# My Horse does not like being the STALL



## Scoutrider (Jun 4, 2009)

Does she behave similarly if she's left behind outside? Is she quieter in the stall of there are other horses in the barn? Some horses are really herd bound, and others have no problems that way but are really anxious and uncomfortable in a stall situation. It sounds like yours is more herd bound.

To tackle the herd-bound problem, I would work her close to her "buddies," where she wants to be. Lunge her if you can, or ride her, just keep her feet moving fairly energetically. When she is focused on you and responding to your requests, trot her to the barn and put her in the stall, and let her rest there.

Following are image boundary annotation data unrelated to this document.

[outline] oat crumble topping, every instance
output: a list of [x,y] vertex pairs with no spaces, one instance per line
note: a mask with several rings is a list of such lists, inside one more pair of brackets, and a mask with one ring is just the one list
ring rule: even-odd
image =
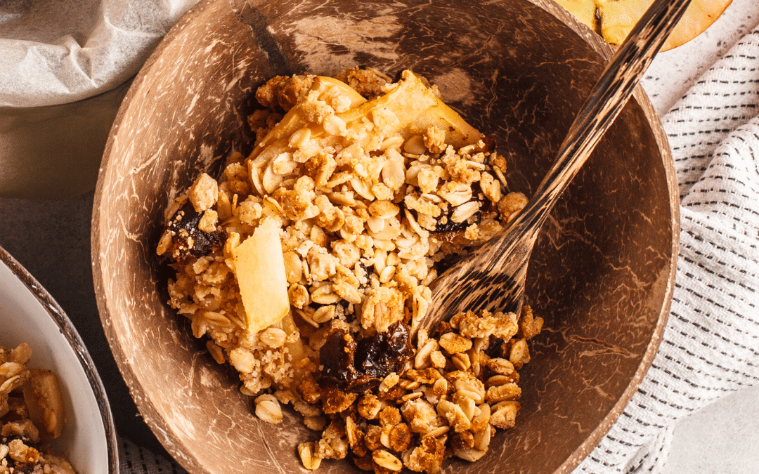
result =
[[290,404],[321,433],[298,446],[307,469],[477,460],[514,426],[543,320],[466,312],[411,334],[450,259],[526,204],[505,159],[411,71],[277,77],[256,98],[254,151],[167,212],[168,303],[238,371],[259,418],[279,423]]
[[62,400],[52,372],[27,367],[31,355],[26,343],[0,346],[0,474],[76,474],[46,442],[61,434]]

You can pet her, talk to her, calm her, but if she would rather be with the other horses, cool. Pull her out of the stall and take her where she wants to be, then work, rest in the stall. In the stall, you can have hay and water available to her and allow her to eat or drink if she wants, whatever she wants to do to be comfortable. She'll eventually learn that it's a lot more work to be with her buddies than it is to be by herself. When she's at least somewhat calm away from her buds, I would say start feeding her regular meals away from the other horses.

You can start by just resting outside and away from her "buddies" if she's really giving you trouble. This method also is helpful for trailer loading (work outside, rest inside).

I hope that was somewhat helpful, good luck!


----------



## MyBoyPuck (Mar 27, 2009)

Is she in the barn all by herself? I don't know too many horses who wouldn't get nervous in that situation.


----------



## teddyboy (Aug 15, 2009)

Yes she is so herd bound. she can see the other horses.


----------



## MIEventer (Feb 15, 2009)

If she doesn't like being in a stall, then she doesn't like being in a stall. I have had TB's like that, and were much, much happier being left outside.

Leave her outside, that's what she wants. Don't force it. She is trying to tell you something, so listen.


----------



## PaintHorseMares (Apr 19, 2008)

Being stalled is another unnatural thing we ask of horses, just like being tied or being alone, and you approach it the same way, practice, patience, and time. Many lesson horses are brought from the pasture in the morning, stalled all day (except for lessons), and turned out in the evening, and they just become used to the routine.

I agree with MIEventer...if she doesn't need to be stalled, why do it? (our mares are out 24x7).


----------



## kitten_Val (Apr 25, 2007)

Can you keep other horse in the next stall? I think it's the only way to go. Personally I don't think she gonna stop all that if you don't have her buddies nearby. My horses love their stalls but they always go together (except when my paint was sick, so I kept her in stall locked, but I let my other horse in/out her stall freely and she was in for the most time).


----------



## SallyRC123 (Aug 22, 2008)

If she is happier out then leave her out. I agree with MIEventer. Its much more natural for her to be in a paddock.


----------



## themacpack (Jul 16, 2009)

Why do you want her in the stall? Are you hoping to use the stall to cure the herd bound issue or are there other reasons you feel she needs to be stalled?
Honestly, the fact that she _can _see her herdmates is likely to contribute to her being more agitated, not calmed - they are out _there_ and she is in _here_, why would that do anything to settle her? Barring putting a companion in a stall next to her (where they can actually interact vs. seeing them a ways off), I would suggest no contact better than the limited view she has now if you are wanting her to settle. Or, you could look at why she is so unhappy in the stall and devise a new plan to address the issue you have with her herd bound nature that you can both be happier with.


----------



## Colesonfire (Aug 21, 2009)

Leaving an unwilling horse in a stall is a good way to have her pick up vices. Try what ScoutRider said, but if she still gets anxious in the barn, don't force her. Happy horses are much nicer than unhappy ones.


----------